Ингер Йоханне несмело кивнула.
– Конечно, – пробормотала она.
– Он вырос прямо здесь. Вы разве не знаете? Вам стоит прочесть его биографию, которая вышла в прошлом году осенью. Занимательная личность. И книга очень интересная. Вы знаете, Асбьёрн был бунтарём уже с самого детства. Одевался броско, шокировал всех своим поведением. Он и на самом деле был не такой, как все остальные.
– Неужели? – неуверенно спросила Ингер Йоханне.
Харальд Хансволд усмехнулся и покачал головой:
– В воскресенье, году в пятьдесят седьмом или пятьдесят восьмом… Нет, в пятьдесят седьмом! Сразу после смерти короля Хокона [24], через несколько дней, в стране был объявлен траур и…
Табак в трубке никак не хотел разгораться.
– Мальчик организовал экзекуцию около детского сада. Тогда ещё там был клуб бойскаутов. В то время.
– Казнь?
– Да. Он поймал кошку, нарядил её как короля. В мантию и корону. Сам сделал одежду. Бедное животное мяукало и вырывалось. Кошка должна была проститься с жизнью на самодельной виселице.

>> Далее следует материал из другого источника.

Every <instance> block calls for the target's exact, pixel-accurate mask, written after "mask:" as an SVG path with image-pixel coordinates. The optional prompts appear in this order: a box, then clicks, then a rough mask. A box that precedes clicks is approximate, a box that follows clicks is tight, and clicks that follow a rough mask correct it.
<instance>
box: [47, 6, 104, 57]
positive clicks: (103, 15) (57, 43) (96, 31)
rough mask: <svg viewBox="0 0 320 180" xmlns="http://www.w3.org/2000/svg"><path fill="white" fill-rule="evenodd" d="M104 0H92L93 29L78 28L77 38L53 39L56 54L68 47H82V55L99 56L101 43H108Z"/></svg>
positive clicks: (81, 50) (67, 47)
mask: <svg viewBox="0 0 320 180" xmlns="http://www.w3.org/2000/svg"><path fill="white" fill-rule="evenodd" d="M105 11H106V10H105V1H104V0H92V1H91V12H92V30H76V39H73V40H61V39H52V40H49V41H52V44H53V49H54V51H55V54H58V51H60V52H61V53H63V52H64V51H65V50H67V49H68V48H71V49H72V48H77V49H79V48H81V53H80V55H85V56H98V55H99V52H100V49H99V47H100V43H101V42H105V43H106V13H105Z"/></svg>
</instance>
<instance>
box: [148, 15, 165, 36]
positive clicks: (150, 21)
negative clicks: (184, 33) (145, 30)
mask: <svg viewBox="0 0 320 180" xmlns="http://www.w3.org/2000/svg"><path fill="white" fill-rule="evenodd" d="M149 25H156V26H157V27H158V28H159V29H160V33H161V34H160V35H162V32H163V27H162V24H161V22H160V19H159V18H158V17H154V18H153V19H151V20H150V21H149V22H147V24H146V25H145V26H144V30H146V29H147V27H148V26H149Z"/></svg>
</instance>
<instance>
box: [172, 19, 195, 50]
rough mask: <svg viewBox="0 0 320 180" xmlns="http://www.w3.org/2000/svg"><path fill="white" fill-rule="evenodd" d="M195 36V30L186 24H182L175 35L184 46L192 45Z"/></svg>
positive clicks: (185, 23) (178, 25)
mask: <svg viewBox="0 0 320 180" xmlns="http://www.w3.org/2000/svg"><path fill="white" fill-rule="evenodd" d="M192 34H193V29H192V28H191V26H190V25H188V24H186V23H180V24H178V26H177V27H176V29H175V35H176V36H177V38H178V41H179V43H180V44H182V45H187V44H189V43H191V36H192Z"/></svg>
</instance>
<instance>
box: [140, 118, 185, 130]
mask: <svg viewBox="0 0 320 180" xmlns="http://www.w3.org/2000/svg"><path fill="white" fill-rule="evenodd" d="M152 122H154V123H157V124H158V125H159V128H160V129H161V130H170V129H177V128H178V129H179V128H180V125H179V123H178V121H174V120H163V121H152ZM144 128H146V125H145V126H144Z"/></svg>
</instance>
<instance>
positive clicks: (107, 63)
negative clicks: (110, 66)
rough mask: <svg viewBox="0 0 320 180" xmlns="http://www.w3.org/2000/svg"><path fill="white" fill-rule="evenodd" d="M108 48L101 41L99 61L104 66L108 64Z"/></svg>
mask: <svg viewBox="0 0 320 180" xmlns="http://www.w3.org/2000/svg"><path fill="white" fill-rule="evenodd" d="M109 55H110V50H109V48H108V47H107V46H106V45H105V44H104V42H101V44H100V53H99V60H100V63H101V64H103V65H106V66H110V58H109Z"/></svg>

– Это же… это же… Издевательство!
– Точно!
Однако он не смог удержать улыбку.
– Это был номер, я вам скажу! Приехала полиция, а женщины из соседних домов кричали и ругались. Асбьёрн утверждал, что это политическая акция протеста против монархии. Он собирался сжечь кошачий труп и уже развёл костёр, когда появились полицейские и прекратили всё это. Вы должны понять, только что ушёл любимый народом король Хокон…

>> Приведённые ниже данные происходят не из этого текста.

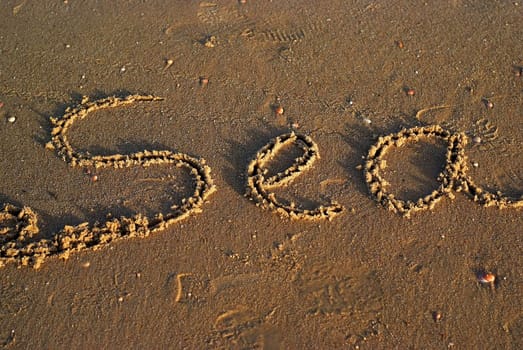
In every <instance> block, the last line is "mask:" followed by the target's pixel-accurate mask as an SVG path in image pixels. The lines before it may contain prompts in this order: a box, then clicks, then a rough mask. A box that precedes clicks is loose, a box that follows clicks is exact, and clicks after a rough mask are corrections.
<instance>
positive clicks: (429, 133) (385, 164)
mask: <svg viewBox="0 0 523 350" xmlns="http://www.w3.org/2000/svg"><path fill="white" fill-rule="evenodd" d="M429 137H436V138H439V139H442V140H443V141H446V142H447V152H446V164H445V166H444V168H443V171H442V172H441V173H440V174H439V176H438V181H439V182H440V185H439V186H438V188H437V189H435V190H434V191H432V192H431V193H430V194H428V195H426V196H424V197H422V198H419V199H418V200H416V201H404V200H401V199H398V198H396V197H395V195H394V194H393V193H389V192H388V191H387V189H386V188H387V187H388V182H387V181H386V180H385V179H384V178H383V176H382V175H381V173H380V171H381V170H383V169H384V168H385V167H386V166H387V165H386V162H385V160H384V159H383V157H384V156H385V154H386V153H387V152H388V151H389V150H390V149H391V148H393V147H401V146H402V145H404V144H406V143H407V142H415V141H419V140H420V139H422V138H429ZM466 144H467V136H466V135H465V134H464V133H451V132H450V131H448V130H445V129H443V128H441V127H440V126H439V125H431V126H424V127H414V128H410V129H403V130H401V131H400V132H398V133H394V134H389V135H386V136H381V137H380V138H378V141H377V142H376V143H375V144H374V145H373V146H371V147H370V149H369V152H368V154H367V158H366V161H365V164H364V166H363V171H364V178H365V182H366V183H367V187H368V189H369V191H370V193H371V194H372V196H373V197H374V198H375V199H376V200H377V201H378V202H379V203H380V204H382V205H383V206H384V207H386V208H388V209H389V210H391V211H393V212H396V213H399V214H402V215H404V216H405V217H409V216H410V214H411V213H412V212H415V211H419V210H426V209H432V208H433V207H434V205H435V204H436V203H437V202H439V201H440V200H441V199H442V198H443V197H445V196H448V197H450V198H451V199H452V198H454V194H453V193H452V191H453V190H455V191H456V192H464V193H466V194H467V195H468V196H469V197H471V198H472V199H473V200H474V201H475V202H478V203H480V204H482V205H483V206H486V207H488V206H497V207H498V208H500V209H502V208H522V207H523V196H521V197H520V198H511V197H508V196H505V195H504V194H503V193H501V192H500V191H497V192H495V193H494V192H489V191H487V190H484V189H482V188H481V187H479V186H478V185H476V184H475V182H474V181H473V180H472V179H471V178H470V176H469V175H467V170H468V166H467V163H468V158H467V156H466V155H465V146H466Z"/></svg>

Внезапно улыбка пропала. Глаза потемнели, казалось, мужчина вглядывается в себя, в прошлое.
– Хуже было другое, – тихо прибавил он. – Хуже было то, что он нарядил Андерса палачом. Раздел его до пояса, на голову нацепил чёрный капюшон. Агнес Мохауг была потрясена до глубины души. Но уже ничего нельзя было поделать.
В комнате воцарилась гробовая тишина. Не было слышно ни тиканья часов, ни радио. Квартира Харальда Хансволда совсем не походила на жилище пожилого человека. В комнатах стояла современная мебель, окна были завешены белыми шторами, и, конечно, ни одного цветочного горшка на подоконнике.
– Вы читали Ревхайма? – спросил он дружелюбно.
– Да. Почти всё. У меня такое впечатление, что в школе ему часто доставалось от сверстников. Он был таким… откровенным. Бунтарём, как вы сказали. Ему хватило решимости… чтобы стать одиночкой. Сохранив идеалы, которые так свойственны тому возрасту.
– В его книгах есть и ещё кое-что, – сказал он. – Кроме идеалов старшеклассников.
– Согласна. А Андерс Мохауг был его…
– Я уже сказал, – проговорил Хансволд, раскуривая трубку. – Андерс Мохауг легко поддавался влиянию. Все остальные шарахались от него, как от чумного, а Асбьёрн Ревхайм был с ним дружелюбен. А может…
И он снова погрузился в себя, будто пытаясь разобраться в своих воспоминаниях.
– Может, он с ним не дружил. Он его просто использовал. Сейчас я в этом не сомневаюсь. Ревхайм отличался крайней жестокостью, и подтверждений тому немало, в том числе и в его книгах. А Андерс Мохауг с трудом соображал. Так что это совсем не дружба.
– Не говорите так, – сказала Ингер Йоханне.
– Именно так всё и было.
Впервые в его голосе почувствовался какой-то холодок.
– Вы слышали когда-нибудь, – вдруг спросила Ингер Йоханне, – об уголовном деле тысяча девятьсот шестьдесят пятого года?
– О чём?
– Андерс когда-нибудь имел проблемы с полицией?
– Эх… Да его каждый раз засовывали в камеру, когда Асбьёрн придумывал что-нибудь новенькое и брал его с собой. Но никогда ничего серьезного.
– Это вы так полагаете?
– Скажите…
Теперь она могла поклясться, что он видит как орёл. Казалось, что серая плёнка делала его левый глаз больше правого, и было невозможно оторвать от него свой взгляд.
– Вы не могли бы уточнить, что именно вас интересует?
– Я знаю, что мать Андерса в тысяча девятьсот шестьдесят пятом году, после того как сын умер, обратилась в полицию. Она полагала, что её сын был виновен в преступлении, которое случилось за несколько лет до того. Очень серьёзном. За него был осуждён другой человек.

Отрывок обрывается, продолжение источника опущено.